Wait, wait. These shenanigans involve something called “ethics” in the context of business. I’m glad this sort of scourge won’t come to America.
Thank goodness we have laws to protect us from such degeneracy!
Can you imagine the chaos that would result in “ethics” coming to businesses?!? It would be the end, THE END I TELL YOU!!
How do you say, “let the tumbrels roll” in Norsk?
I have only one quibble with this post, which is the assertion that Norway was “historically one of the poorest countries in Europe”, the implication that this was true when they found oil, and the idea that oil wealth created Norway’s “extensive welfare state”.
While Norway’s relatively poverty may have been true in the 19th Century, by 1970 (just prior to the beginning of oil production from the North Sea), Norway was already the fourth or fifth richest country (per capita GDP) in all of Europe. Only Sweden, Switzerland, and Luxembourg were clearly richer; Denmark was basically tied with Norway.
Now propose that 20% wage increase for each of your employees making less than $100k/year, and see what happens.

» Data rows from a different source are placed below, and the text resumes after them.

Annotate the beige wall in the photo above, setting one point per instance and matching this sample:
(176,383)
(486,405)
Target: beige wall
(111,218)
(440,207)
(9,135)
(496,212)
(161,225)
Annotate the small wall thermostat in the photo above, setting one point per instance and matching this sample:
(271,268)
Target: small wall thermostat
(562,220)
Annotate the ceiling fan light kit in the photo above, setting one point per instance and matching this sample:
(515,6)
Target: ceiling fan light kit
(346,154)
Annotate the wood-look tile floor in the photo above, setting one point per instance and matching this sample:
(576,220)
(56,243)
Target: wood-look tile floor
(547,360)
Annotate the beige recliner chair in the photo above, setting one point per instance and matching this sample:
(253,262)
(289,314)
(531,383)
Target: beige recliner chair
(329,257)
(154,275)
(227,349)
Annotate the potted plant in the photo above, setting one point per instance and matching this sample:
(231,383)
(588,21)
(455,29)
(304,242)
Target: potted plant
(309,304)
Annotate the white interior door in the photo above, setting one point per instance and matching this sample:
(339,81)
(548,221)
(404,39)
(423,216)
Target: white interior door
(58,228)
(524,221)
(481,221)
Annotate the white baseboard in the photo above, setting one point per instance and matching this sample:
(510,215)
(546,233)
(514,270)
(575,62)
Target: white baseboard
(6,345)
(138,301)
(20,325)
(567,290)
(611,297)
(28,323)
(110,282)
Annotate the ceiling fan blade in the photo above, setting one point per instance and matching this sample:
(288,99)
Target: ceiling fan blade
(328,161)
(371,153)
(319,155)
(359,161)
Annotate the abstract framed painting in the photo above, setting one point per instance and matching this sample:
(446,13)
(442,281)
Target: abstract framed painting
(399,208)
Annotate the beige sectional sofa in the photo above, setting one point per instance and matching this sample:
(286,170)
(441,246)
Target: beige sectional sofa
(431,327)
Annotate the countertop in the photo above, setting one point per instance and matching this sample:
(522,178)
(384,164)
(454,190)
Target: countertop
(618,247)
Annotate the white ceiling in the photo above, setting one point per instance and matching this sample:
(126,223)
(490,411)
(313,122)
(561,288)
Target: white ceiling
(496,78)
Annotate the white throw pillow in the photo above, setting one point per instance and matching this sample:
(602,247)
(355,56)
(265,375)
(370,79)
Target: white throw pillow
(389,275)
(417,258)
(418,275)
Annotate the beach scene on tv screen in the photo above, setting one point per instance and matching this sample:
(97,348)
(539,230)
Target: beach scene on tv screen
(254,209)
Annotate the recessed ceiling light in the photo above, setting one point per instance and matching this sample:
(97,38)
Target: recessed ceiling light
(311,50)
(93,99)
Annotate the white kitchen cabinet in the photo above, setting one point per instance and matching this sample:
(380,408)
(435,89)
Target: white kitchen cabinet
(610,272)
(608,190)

Hmmm… not so sure this is about ethics. It’s a fund with an extremely long view and as such it tends to have an aversion to investing in companies where the focus is on one single person who can walk away any minute. (As opposed to investing in a company with a coherent workforce that gets along on equal terms.)
They were pretty well off when they had a significant portion of the walrus trade, too.
Of course then Iceland was discovered and the Norse got undercut by cheap foreign walrus ivory.
Still makes it one of Europe’s poorest countries at the time. Don’t forget that it is a relatively large country, 60% bigger than the UK and slightly larger than Germany if you include Svalbard and Jan mayen, with a small population, about 5.5M now. In such circumstances major infrastructure projects like roads and railways put a higher burden on people than they do in more populous state with similar GDP per capita.
On the other hand it should also be pointed out that the Norwegian welfare state was instituted long before the oil was found; the beginning of the Social Insurance system dates from 1894, compulsory sick insurance from 1909.
The article wasn’t clear on that. The best reason I saw was,
Norges Bank is currently looking for a company that it considers to be overpaying executives, and will then use that firm as an example in a report to outline the fund's position on pay.
Emphasis is mine. So maybe Norges Bank doesn’t like executive pay to be so high because they think executives should never have to pay a tax rate that high? I kid, of course, but their specific reasons aren’t so clear.
Historically, The Netherlands were also one of the poorest countries in Europe.
It’s a trifle surprising that it took this long and doesn’t happen more often. It’s more or less routine for The Shareholders to conclude that employees are overpaid. That’s why layoffs and outsourcing are a standard tactic for giving the stock price a quick shot in the arm.
It’s more typical to focus on the little people, of course; but given the size of executive compensation packages; they are a logical source of savings.
But The Shareholders are often represented by investment companies. Managed by executives with huge compensation packages.
Surely those executives could still hold a belief that executives in other industries are a bunch of worthless, lazy, entitled slackers who were too incompetent to become investment management executives and should therefore be ground into shareholder value?
Or is it, in an irony likely to draw only rueful appreciation from Marxists, the owners of the instruments of production who have developed a class consciousness?
not a class in Marx’ sense, but I’m sure that the top executives know each other and see them as peers - if only because they see them all the time in different boards of directors
Yes, but’s that like saying that Switzerland is “poorer” than India, or that Singapore is “poorer” than the Philippines. In one particular sense, it’s true. But that’s probably not the most common meaning of “poor country” versus “rich country”.
(And, as you point out, the welfare system was built up prior to the start of oil production; the OP’s suggestion that Norway “used the returns to pay for an extensive welfare state” isn’t really true.)
While it’s interesting, I think it’s probably part of a broader movement in which hedge funds and others have had what has been a terrible first quarter. Part of the problem with these funds is that rewards to the people running it - the two-and-twenty - seems incredibly high if you’re not getting massive returns.
The easiest way to save money (gain more for Norwegian retirees) is to reduce costs.
Norway also has a problem with oil cash, of course, given low prices and the fact that the North Sea is being particularly hard hit, given its high production costs.
Canadians look on with awe and envy at that wealth fund, then back at our giant unfunded environmental disaster and the negligible lasting economic benefits it brought, and we wonder if we couldn’t learn a thing or two from the Norwegians.
But there are so few people who can run a big company, about 1 in 1000 people can do it… So that means that in the USA 300,000 people could compete for the top positions in the fortune 500 companies, that means 6000 potential qualified candidates for each job, Maybe if we really opened these jobs for real competition the salaries would drop to the million dollar range. in the 1980’s I ran a $2,000,000,000 project on a short fuse(18 months) for my $30,000 salary has changed my view on how many people could actually run these companies.